AGI Won’t Fix Your Dirty Data. Neither Did AI, GenAI, or Agentic AI. Here’s Why.

Posted on December 3, 2025

0


Stephany Lapierre recently posted that AGI may be 2-5 years away — and that enterprises aren’t ready because their data foundations are a mess.

She’s right about the mess. But she’s solving the wrong problem.

Her argument: AGI will need clean, structured, continuously updated supplier data. Enterprises don’t have it. Therefore, enterprises need platforms that provide persistent legal entity resolution, standardized supplier schemas, verified external data sources, and hierarchical relationship mapping.

That’s TealBook’s business model. And it’s not wrong — it’s just incomplete.

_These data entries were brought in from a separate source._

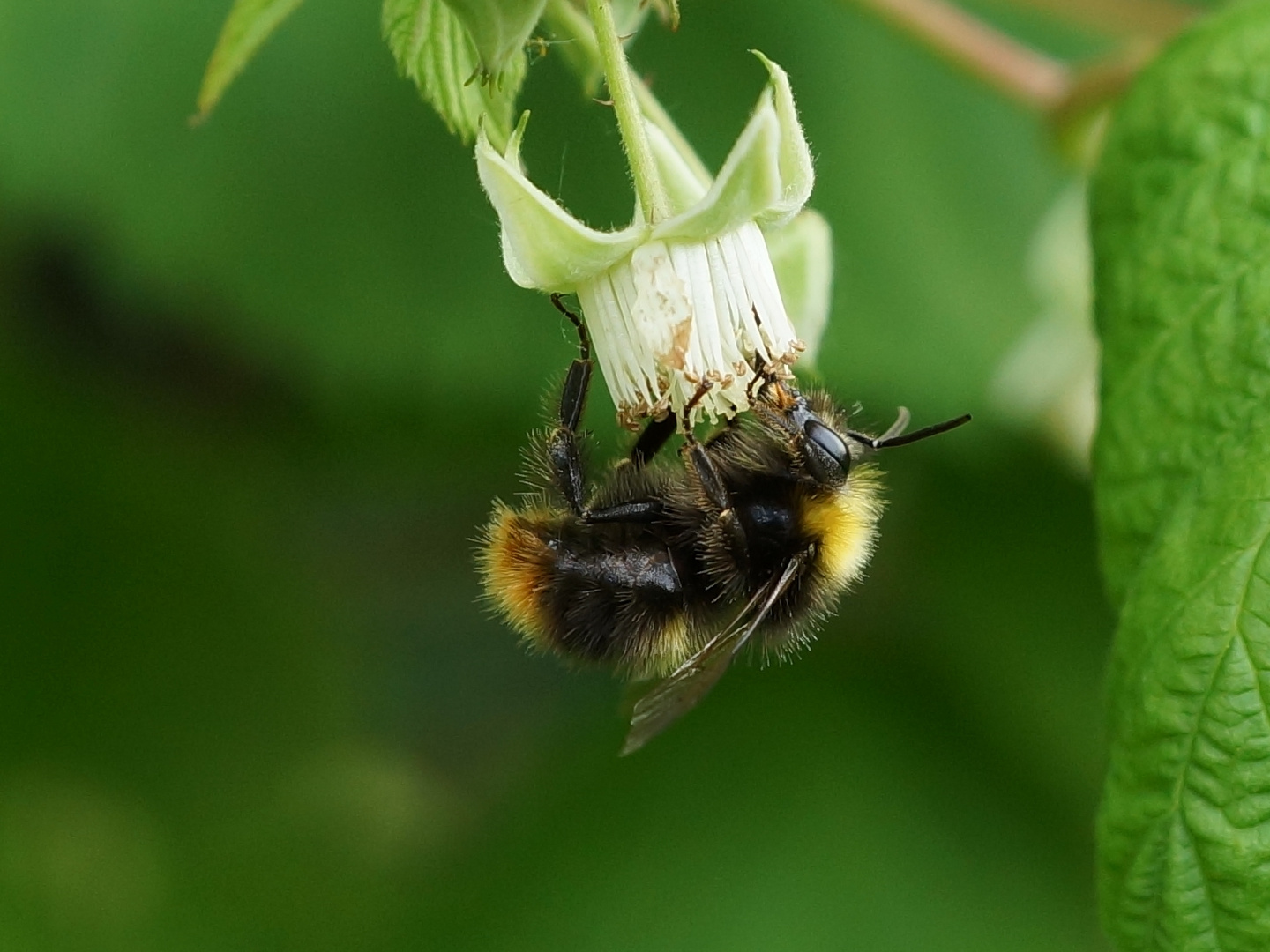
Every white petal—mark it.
[763,208,833,361]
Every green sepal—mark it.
[476,112,647,292]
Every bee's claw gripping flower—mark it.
[476,53,814,425]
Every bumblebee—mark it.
[477,297,970,754]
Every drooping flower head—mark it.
[476,53,828,427]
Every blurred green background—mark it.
[0,0,1111,952]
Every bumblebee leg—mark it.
[684,380,745,554]
[548,294,594,516]
[630,413,678,468]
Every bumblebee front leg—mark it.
[548,294,594,518]
[682,381,747,559]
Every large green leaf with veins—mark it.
[1091,0,1270,951]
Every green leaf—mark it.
[196,0,301,121]
[382,0,527,148]
[445,0,548,76]
[1091,0,1270,951]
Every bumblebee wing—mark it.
[621,559,803,756]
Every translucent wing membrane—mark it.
[621,556,803,756]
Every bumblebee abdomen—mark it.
[480,507,696,678]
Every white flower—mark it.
[992,182,1099,473]
[476,53,828,425]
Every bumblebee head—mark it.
[754,381,970,488]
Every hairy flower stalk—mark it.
[476,53,814,427]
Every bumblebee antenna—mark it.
[846,406,970,450]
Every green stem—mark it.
[586,0,670,225]
[854,0,1072,113]
[542,0,713,188]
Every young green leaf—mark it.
[382,0,527,147]
[445,0,548,76]
[1091,0,1270,951]
[196,0,307,121]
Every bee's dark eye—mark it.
[803,420,851,485]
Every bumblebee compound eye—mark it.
[803,420,851,487]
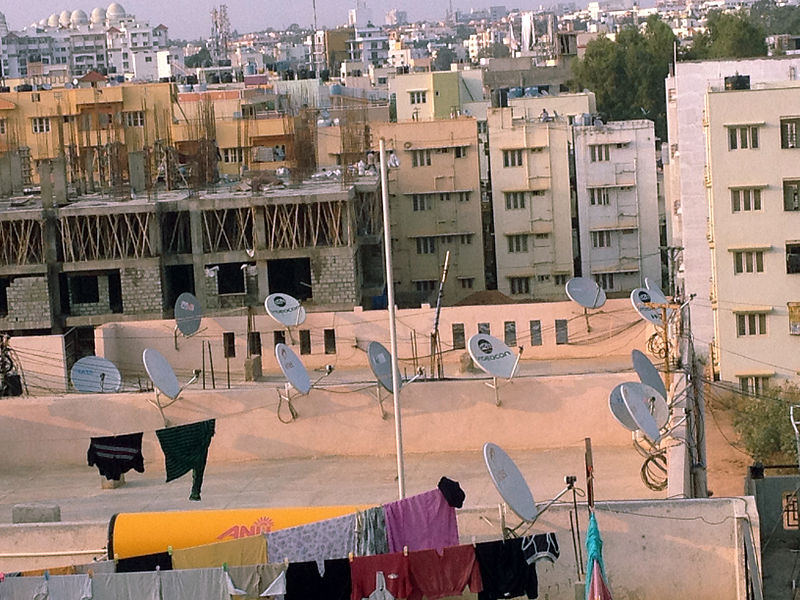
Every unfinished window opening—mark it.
[323,329,336,354]
[216,263,245,296]
[452,323,467,350]
[267,258,313,300]
[300,329,311,354]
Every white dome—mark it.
[91,6,106,24]
[106,2,125,19]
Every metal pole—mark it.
[379,138,406,500]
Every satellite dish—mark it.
[631,288,664,327]
[264,294,306,327]
[467,333,517,379]
[367,342,403,392]
[175,292,203,337]
[608,383,639,431]
[483,442,539,521]
[631,350,669,398]
[622,383,666,444]
[142,348,181,400]
[69,356,122,394]
[275,344,311,395]
[566,277,606,308]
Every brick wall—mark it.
[119,266,162,315]
[6,277,50,329]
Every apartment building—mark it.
[704,81,800,390]
[574,120,661,292]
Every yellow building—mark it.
[708,82,800,390]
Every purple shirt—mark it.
[383,489,458,552]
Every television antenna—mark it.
[565,277,606,333]
[467,333,522,406]
[69,356,122,394]
[142,348,200,427]
[275,344,333,423]
[172,292,203,350]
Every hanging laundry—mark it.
[383,489,458,552]
[408,546,483,600]
[267,513,356,570]
[92,571,161,600]
[350,552,413,600]
[86,432,144,481]
[354,506,389,556]
[475,538,539,600]
[436,477,467,508]
[172,534,267,569]
[156,419,215,500]
[117,552,172,573]
[285,558,350,600]
[522,532,560,565]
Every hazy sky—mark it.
[0,0,549,38]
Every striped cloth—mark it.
[156,419,215,500]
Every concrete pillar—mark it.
[128,151,147,194]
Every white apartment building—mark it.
[574,120,661,292]
[664,56,800,355]
[704,81,800,390]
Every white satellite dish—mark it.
[622,383,666,444]
[631,288,664,327]
[264,294,306,327]
[69,356,122,394]
[175,292,203,337]
[566,277,606,309]
[275,344,311,396]
[483,442,539,521]
[608,383,639,431]
[631,350,669,398]
[467,333,522,406]
[142,348,181,400]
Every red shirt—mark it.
[408,545,483,600]
[350,552,412,600]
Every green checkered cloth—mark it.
[156,419,216,500]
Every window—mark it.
[125,110,144,127]
[781,118,800,148]
[33,117,50,133]
[411,194,433,212]
[508,233,528,253]
[592,231,611,248]
[728,125,758,150]
[783,179,800,211]
[322,329,336,354]
[530,321,542,346]
[786,243,800,275]
[594,273,614,290]
[417,237,436,254]
[503,321,517,346]
[589,188,608,206]
[414,279,436,294]
[733,250,764,273]
[505,192,525,210]
[508,277,531,294]
[736,313,767,336]
[452,323,467,350]
[222,148,244,163]
[503,149,522,167]
[739,376,769,396]
[731,188,761,212]
[589,144,611,162]
[411,150,431,167]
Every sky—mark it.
[0,0,568,39]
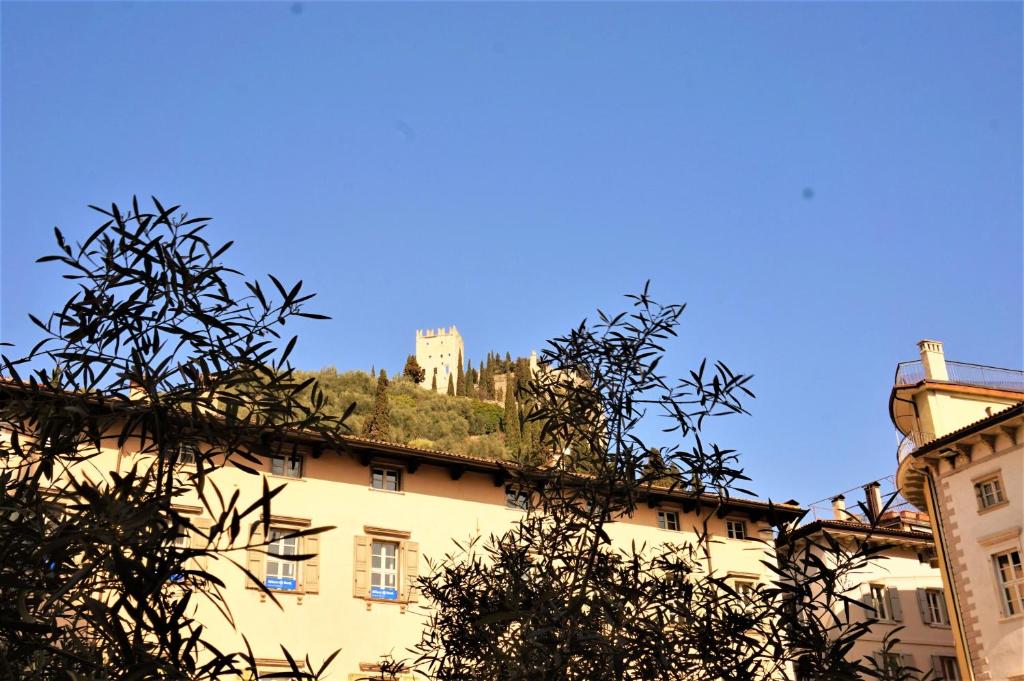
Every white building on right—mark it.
[889,340,1024,681]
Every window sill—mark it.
[978,499,1010,515]
[367,487,406,496]
[263,471,306,482]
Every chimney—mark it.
[833,495,850,520]
[918,340,949,381]
[864,482,882,519]
[128,381,146,402]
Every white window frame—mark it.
[370,466,402,492]
[732,579,758,600]
[925,589,949,625]
[725,518,751,540]
[505,484,530,511]
[370,537,401,600]
[935,655,959,681]
[263,525,302,591]
[657,511,682,533]
[869,584,893,622]
[178,442,199,466]
[992,548,1024,618]
[974,473,1007,511]
[270,454,305,479]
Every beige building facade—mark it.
[108,430,803,679]
[780,483,961,681]
[889,340,1024,681]
[416,326,466,392]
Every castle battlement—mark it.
[416,324,459,338]
[416,324,465,392]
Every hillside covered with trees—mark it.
[298,367,521,459]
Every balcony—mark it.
[896,430,935,463]
[895,359,1024,391]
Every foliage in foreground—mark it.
[410,290,937,681]
[0,200,345,680]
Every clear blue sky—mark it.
[0,3,1024,503]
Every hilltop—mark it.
[296,367,510,459]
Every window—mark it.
[370,540,398,600]
[868,584,903,622]
[725,520,746,539]
[918,589,949,625]
[505,484,529,510]
[178,443,197,466]
[263,527,299,591]
[932,655,959,681]
[732,580,755,600]
[270,454,302,477]
[974,475,1007,509]
[370,468,401,492]
[657,511,679,533]
[992,549,1024,615]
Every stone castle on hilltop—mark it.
[416,325,466,392]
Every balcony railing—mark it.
[896,430,935,463]
[895,359,1024,391]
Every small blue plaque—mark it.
[263,577,296,591]
[370,587,398,600]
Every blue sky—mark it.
[0,2,1024,503]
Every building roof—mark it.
[910,401,1024,458]
[0,377,806,522]
[790,519,934,544]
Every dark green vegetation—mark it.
[0,199,349,681]
[0,200,937,681]
[297,368,507,459]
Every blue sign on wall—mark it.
[263,577,296,591]
[370,587,398,600]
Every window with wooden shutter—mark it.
[886,587,903,622]
[352,536,371,598]
[398,542,420,603]
[302,536,319,594]
[246,522,263,589]
[189,518,213,570]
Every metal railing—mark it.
[895,359,1024,391]
[896,430,935,463]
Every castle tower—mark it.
[416,326,466,392]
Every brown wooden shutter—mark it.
[918,589,932,625]
[188,518,213,570]
[398,542,420,602]
[246,522,266,589]
[352,536,370,598]
[302,537,319,594]
[857,584,879,618]
[886,587,903,622]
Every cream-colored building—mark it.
[105,430,802,679]
[416,326,466,392]
[780,482,961,681]
[889,340,1024,681]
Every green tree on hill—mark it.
[504,374,520,457]
[455,350,467,397]
[401,354,427,384]
[362,369,391,440]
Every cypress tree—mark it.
[401,354,427,385]
[362,369,391,440]
[455,350,468,397]
[505,374,520,456]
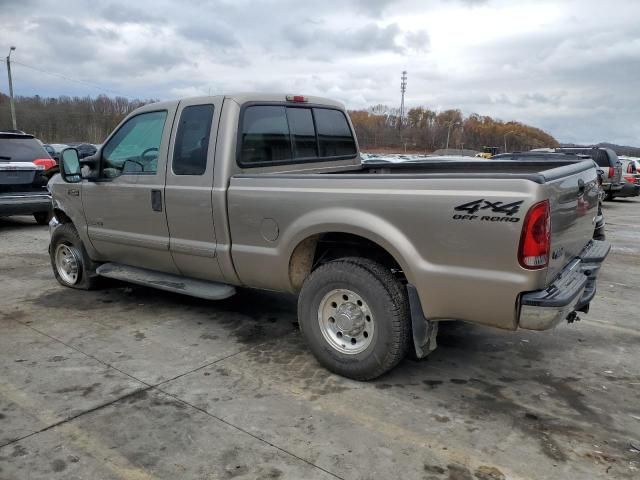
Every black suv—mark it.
[555,147,622,200]
[0,131,55,225]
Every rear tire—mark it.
[33,212,51,225]
[49,223,98,290]
[298,257,411,380]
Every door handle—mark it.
[151,190,162,212]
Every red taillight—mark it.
[33,158,57,170]
[287,95,307,103]
[518,200,551,270]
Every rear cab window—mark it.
[238,105,358,168]
[171,104,213,175]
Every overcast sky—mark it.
[0,0,640,145]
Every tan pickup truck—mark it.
[49,94,609,380]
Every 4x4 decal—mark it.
[453,198,524,223]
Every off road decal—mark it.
[453,198,524,223]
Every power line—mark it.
[400,70,407,127]
[2,60,128,98]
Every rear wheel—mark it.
[49,223,97,290]
[298,258,411,380]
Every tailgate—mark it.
[546,162,599,283]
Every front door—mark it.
[165,97,223,281]
[82,106,178,273]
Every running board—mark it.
[96,263,236,300]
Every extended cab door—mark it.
[82,104,178,273]
[165,97,223,280]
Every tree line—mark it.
[0,94,558,152]
[0,94,157,143]
[349,105,559,153]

Here’s the question nobody’s asking:

Why is data still dirty in 2025?

I’ve been writing about data quality since 1998. The Procurement Insights archives go back to 2007, and I was raising this issue from the start:

  • In 2008, I wrote about solving the parent-child SKU nightmare for Canada’s Department of National Defence — not with better technology, but by asking what time of day do your orders come in?
  • In 2009, I distinguished between “spend analysis” and “spend intelligence” — arguing that the problem wasn’t the tools, but the understanding underneath them.

Twenty-seven years later, we’re still having the same conversation. Only now it’s dressed up in AGI language.

The Technology Progression:

  • AI (rule-based, expert systems)
  • Generative AI (content creation, pattern recognition)
  • Agentic AI (autonomous task execution)
  • AGI (human-level general reasoning)

Each wave arrives with the same implicit promise: “This one will finally fix your data.”

Each wave fails for the same reason: dirty data is not a technology problem.

The DND Proof Point

When I solved the parent-child SKU compression problem for the Department of National Defence, I didn’t need advanced technology. I needed to ask:

  • What time of day do orders come in?
  • Who is placing them?
  • What behavioral patterns create duplicates?
  • How do field technicians actually work?

That’s agent-based thinking. That’s strand commonality. That’s understanding the Metaprise — the ecosystem of people, processes, and behaviors that generate data in the first place.

The technology came after I understood the human and process physics that created the mess.

Mopping the Floor While the Faucet Runs

Every vendor — including TealBook — sells a platform to clean data without addressing why it gets dirty in the first place.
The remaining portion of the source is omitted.